# Need some help guys!



## cyborg47 (Aug 26, 2009)

im thinking of making a few changes to my system...my budget is around rs.7500/-..
Sell away my Transcend 2X2GB ddr2 800HMz for rs.2300/-...not sure whether to sell it for that price or not, bought it exactly one year back(august 2008..and then get the corsair 2X2GB ddr2 1066MHz ram for around rs.7000/-...and an xbox 360 controller with that!

Or, sell my 8800GT 512MB ddr3(how much can i sell that for, this is one year old(august2008)..and add the 7000 to that and get a Zotac GTX 260 2, and will it fit in the NZXT alpha Cabinet??

an more suggestions, thanx in advance..


----------



## official (Sep 2, 2009)

Why do you want to sell your ram??? I dont think there is any need to get 1066 mhz.
they'll do fine.
Getting a joystick may be a good idea but if you have xbox 360. Dont try it on pc...you can get far better joysticks at affordable price.Your wish though

getting a new gfx is the most sensible out of all, and that too gtx260...
But remember you need two 6 pin molex power connector and 500watt psu for that.
upgrade only if you think you hav that psu.
8800gt is really a good gfx card. i hav that too and it still runs almost all games at 1280x1024
and decent settings.
if you are not in a hurry then wait for sometime so that amd releases something new.
Prices may come down as well (not too sure but may be).
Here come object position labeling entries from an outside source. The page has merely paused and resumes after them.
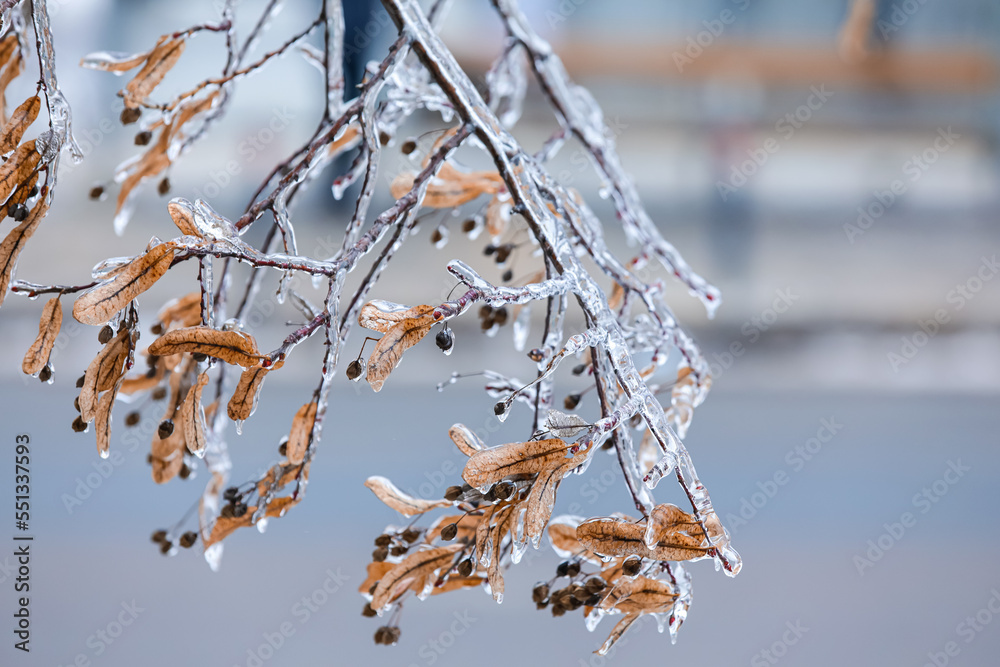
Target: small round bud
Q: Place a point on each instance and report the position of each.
(355, 369)
(445, 340)
(129, 116)
(449, 532)
(631, 567)
(165, 429)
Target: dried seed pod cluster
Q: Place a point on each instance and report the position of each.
(203, 353)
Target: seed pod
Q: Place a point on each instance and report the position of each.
(355, 369)
(130, 116)
(449, 532)
(165, 429)
(445, 340)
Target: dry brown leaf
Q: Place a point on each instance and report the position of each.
(185, 310)
(393, 344)
(416, 566)
(301, 433)
(100, 304)
(233, 347)
(225, 526)
(618, 537)
(23, 116)
(467, 441)
(160, 60)
(103, 373)
(193, 417)
(244, 400)
(451, 187)
(18, 168)
(182, 217)
(617, 632)
(400, 501)
(48, 329)
(14, 243)
(516, 458)
(375, 572)
(381, 315)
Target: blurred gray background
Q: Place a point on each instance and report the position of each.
(694, 90)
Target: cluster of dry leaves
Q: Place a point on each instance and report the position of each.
(613, 564)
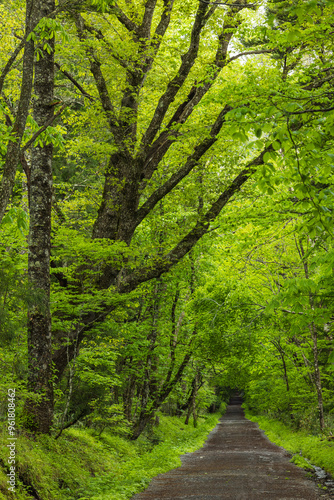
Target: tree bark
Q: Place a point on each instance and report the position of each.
(39, 413)
(13, 147)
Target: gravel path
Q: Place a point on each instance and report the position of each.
(237, 462)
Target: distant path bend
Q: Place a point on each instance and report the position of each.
(237, 462)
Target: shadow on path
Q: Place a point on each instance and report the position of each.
(237, 462)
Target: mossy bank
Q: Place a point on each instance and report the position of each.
(81, 465)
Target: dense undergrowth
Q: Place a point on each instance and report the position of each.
(82, 465)
(316, 448)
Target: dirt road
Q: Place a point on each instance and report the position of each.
(237, 462)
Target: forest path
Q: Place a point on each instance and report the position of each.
(237, 462)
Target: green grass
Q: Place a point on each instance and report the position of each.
(316, 449)
(81, 466)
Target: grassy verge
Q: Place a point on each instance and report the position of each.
(81, 466)
(319, 451)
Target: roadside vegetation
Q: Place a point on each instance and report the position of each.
(317, 449)
(85, 465)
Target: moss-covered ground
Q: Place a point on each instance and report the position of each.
(81, 465)
(317, 449)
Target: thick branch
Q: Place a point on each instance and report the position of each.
(192, 161)
(188, 60)
(75, 83)
(44, 127)
(131, 281)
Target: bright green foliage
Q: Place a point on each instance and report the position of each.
(317, 450)
(82, 465)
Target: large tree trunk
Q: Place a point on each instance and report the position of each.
(40, 413)
(13, 147)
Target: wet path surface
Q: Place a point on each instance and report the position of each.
(237, 462)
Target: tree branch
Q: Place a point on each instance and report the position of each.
(45, 126)
(191, 162)
(75, 83)
(129, 282)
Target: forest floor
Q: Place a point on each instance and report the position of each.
(237, 462)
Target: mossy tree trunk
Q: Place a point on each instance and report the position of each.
(39, 412)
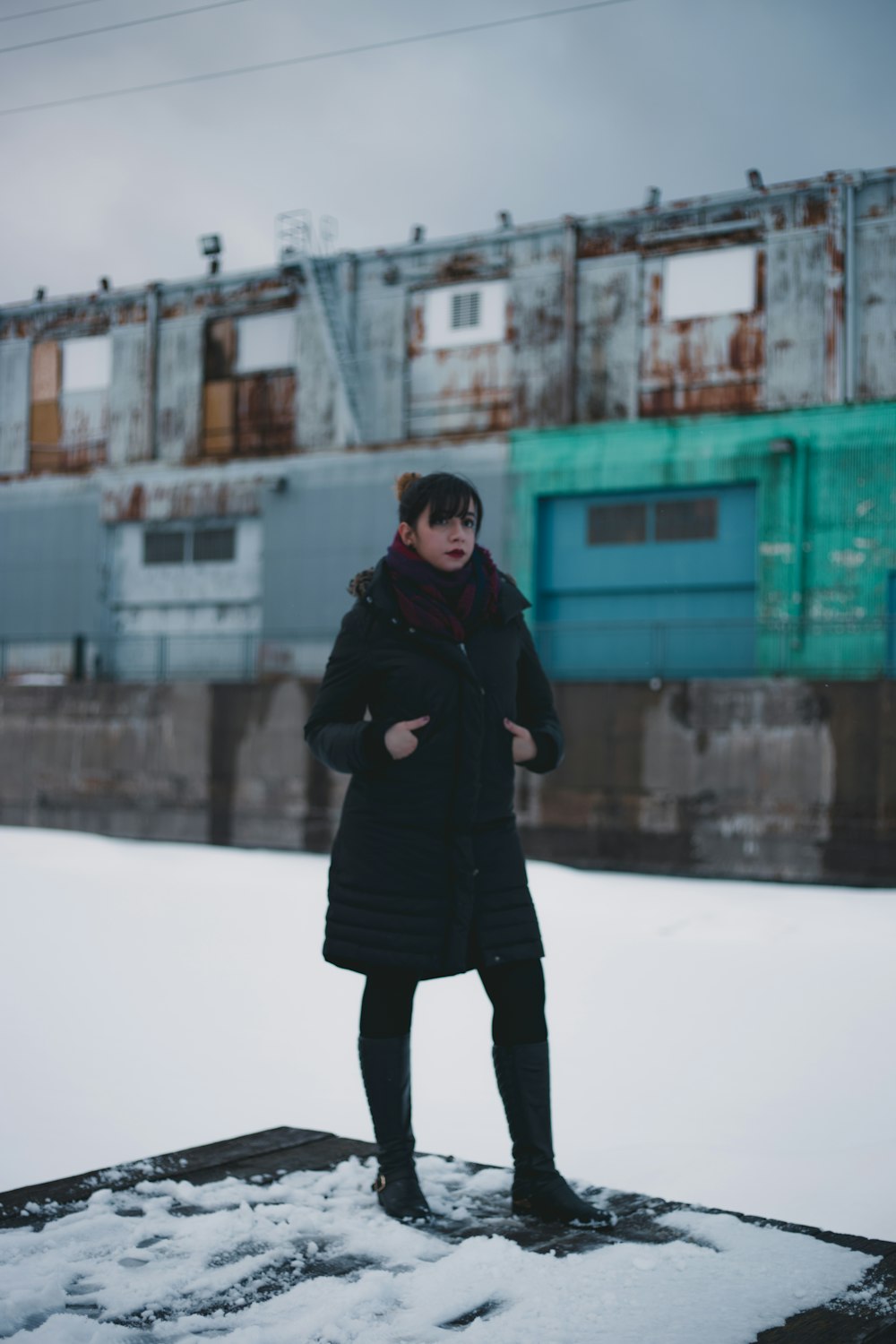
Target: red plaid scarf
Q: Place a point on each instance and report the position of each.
(452, 605)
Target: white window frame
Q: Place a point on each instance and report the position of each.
(265, 341)
(710, 284)
(86, 363)
(440, 331)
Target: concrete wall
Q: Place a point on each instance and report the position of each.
(761, 779)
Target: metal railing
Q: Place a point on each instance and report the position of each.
(571, 650)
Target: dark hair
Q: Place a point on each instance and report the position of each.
(447, 496)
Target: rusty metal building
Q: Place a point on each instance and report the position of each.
(203, 402)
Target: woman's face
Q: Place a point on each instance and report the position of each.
(445, 543)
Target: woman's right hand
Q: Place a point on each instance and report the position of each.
(400, 739)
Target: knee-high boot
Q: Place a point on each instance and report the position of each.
(524, 1081)
(386, 1069)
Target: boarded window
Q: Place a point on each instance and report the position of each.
(86, 363)
(465, 309)
(265, 341)
(688, 521)
(164, 547)
(215, 543)
(616, 524)
(707, 284)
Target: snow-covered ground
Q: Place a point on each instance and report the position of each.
(721, 1043)
(94, 1277)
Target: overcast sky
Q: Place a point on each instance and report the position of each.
(571, 115)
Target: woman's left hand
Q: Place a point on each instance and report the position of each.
(524, 747)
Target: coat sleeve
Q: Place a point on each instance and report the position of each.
(336, 731)
(535, 707)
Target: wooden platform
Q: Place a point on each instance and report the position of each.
(265, 1156)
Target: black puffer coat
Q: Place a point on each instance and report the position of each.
(427, 873)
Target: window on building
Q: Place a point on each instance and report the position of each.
(686, 521)
(265, 341)
(215, 543)
(462, 314)
(249, 400)
(86, 363)
(465, 309)
(164, 547)
(705, 284)
(616, 524)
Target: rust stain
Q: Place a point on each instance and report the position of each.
(700, 401)
(418, 332)
(762, 269)
(265, 414)
(814, 210)
(747, 346)
(460, 266)
(220, 349)
(654, 312)
(605, 242)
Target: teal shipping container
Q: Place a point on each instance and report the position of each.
(713, 546)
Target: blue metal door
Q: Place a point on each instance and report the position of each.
(650, 583)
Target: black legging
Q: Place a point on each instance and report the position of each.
(514, 988)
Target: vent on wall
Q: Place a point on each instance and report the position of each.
(465, 309)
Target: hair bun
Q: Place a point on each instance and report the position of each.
(405, 481)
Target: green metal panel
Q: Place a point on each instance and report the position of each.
(825, 513)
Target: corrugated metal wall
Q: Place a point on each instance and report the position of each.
(825, 526)
(587, 333)
(336, 516)
(51, 561)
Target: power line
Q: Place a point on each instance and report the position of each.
(50, 8)
(309, 59)
(112, 27)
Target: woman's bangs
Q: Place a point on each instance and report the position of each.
(452, 499)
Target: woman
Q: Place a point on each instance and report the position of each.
(427, 875)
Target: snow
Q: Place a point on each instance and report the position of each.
(713, 1042)
(408, 1284)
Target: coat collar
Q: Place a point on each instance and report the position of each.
(374, 586)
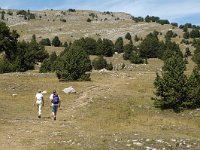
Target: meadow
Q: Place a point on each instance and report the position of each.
(112, 111)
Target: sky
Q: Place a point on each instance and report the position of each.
(179, 11)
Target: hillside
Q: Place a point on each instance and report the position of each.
(113, 111)
(73, 25)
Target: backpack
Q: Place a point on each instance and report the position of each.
(55, 99)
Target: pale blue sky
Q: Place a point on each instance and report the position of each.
(180, 11)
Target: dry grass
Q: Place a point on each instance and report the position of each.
(113, 111)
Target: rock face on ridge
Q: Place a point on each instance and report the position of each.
(72, 25)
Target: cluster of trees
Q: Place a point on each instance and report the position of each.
(27, 14)
(72, 64)
(55, 42)
(194, 33)
(175, 90)
(18, 56)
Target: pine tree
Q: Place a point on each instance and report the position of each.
(74, 64)
(171, 85)
(193, 85)
(56, 42)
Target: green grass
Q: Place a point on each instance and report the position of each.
(112, 111)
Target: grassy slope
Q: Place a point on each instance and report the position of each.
(113, 111)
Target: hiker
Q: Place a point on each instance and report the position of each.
(39, 100)
(55, 103)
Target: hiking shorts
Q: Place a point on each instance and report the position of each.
(54, 108)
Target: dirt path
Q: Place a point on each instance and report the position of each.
(29, 132)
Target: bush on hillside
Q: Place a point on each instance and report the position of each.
(73, 64)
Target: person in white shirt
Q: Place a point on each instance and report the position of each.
(39, 101)
(55, 103)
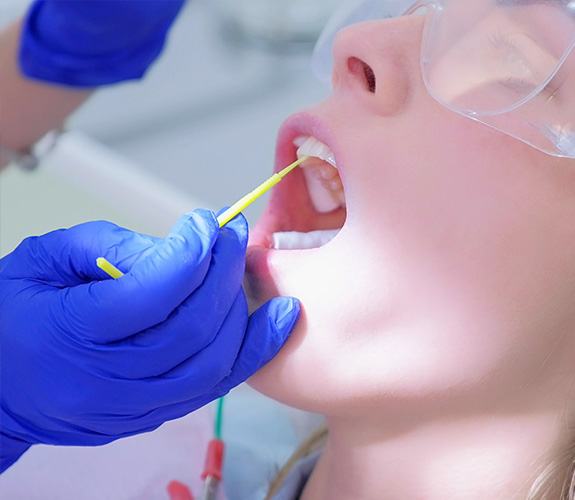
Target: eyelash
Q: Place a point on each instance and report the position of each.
(500, 40)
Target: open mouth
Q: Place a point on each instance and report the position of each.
(308, 209)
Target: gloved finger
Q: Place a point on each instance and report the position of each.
(67, 257)
(197, 375)
(195, 323)
(268, 330)
(150, 291)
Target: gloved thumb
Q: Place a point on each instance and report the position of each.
(268, 330)
(151, 290)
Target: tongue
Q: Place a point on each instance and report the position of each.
(302, 241)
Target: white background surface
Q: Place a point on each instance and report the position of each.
(209, 110)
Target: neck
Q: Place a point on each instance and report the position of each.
(494, 456)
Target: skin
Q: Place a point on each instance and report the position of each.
(437, 328)
(29, 109)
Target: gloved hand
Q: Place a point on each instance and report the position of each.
(87, 43)
(87, 359)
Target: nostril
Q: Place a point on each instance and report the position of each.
(362, 71)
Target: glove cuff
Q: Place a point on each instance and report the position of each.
(11, 449)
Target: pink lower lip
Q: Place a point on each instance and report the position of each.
(296, 207)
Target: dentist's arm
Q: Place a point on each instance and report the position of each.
(64, 49)
(29, 109)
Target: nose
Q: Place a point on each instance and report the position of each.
(377, 62)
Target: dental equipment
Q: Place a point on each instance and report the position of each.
(508, 64)
(212, 474)
(228, 214)
(262, 189)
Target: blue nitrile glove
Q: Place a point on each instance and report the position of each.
(87, 359)
(87, 43)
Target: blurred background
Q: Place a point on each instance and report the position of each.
(204, 121)
(200, 130)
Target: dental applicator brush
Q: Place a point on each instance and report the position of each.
(225, 217)
(263, 188)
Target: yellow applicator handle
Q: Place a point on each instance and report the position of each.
(238, 207)
(109, 268)
(263, 188)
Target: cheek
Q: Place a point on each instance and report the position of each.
(453, 276)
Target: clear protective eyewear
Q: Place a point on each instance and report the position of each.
(506, 63)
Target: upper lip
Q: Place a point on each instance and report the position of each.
(281, 213)
(302, 124)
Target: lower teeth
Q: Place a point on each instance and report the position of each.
(302, 241)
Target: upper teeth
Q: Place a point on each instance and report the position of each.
(310, 146)
(301, 241)
(323, 181)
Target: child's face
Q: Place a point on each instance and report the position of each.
(455, 270)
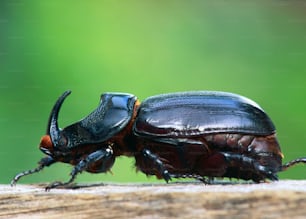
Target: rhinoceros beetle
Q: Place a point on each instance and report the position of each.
(188, 134)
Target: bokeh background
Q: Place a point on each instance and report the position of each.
(253, 48)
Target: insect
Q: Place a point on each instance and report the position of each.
(188, 134)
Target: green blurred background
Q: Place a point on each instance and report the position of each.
(253, 48)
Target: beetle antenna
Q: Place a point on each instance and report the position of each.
(53, 129)
(293, 162)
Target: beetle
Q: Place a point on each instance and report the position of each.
(199, 134)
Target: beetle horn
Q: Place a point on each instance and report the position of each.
(53, 129)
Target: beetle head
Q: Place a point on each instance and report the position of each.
(53, 138)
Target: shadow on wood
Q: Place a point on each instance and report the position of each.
(283, 199)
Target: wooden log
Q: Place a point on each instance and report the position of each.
(283, 199)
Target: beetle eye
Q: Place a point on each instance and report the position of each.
(46, 143)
Upgrading gpu at the end of year ai'nt always a good idea.atleast wait for sep15.
Its your decision afterall


----------



## Krow (Sep 2, 2009)

Unless u have a full hd monitor and wanna game at max res, i dont see why you wanna upgrade in the first place. Better make do with this more than decent config of yours now and upgrade after GT300/HD5xxx gfx cards are out.


----------



## cyborg47 (Sep 5, 2009)

thanx for the reply guys, my mom promised me that shez gonna give me 15k next year, so i ll get the x360 controller for now, and upgrade thae graphic card next year. does gtx 260 fit in my cab??(NZXT alpha).


----------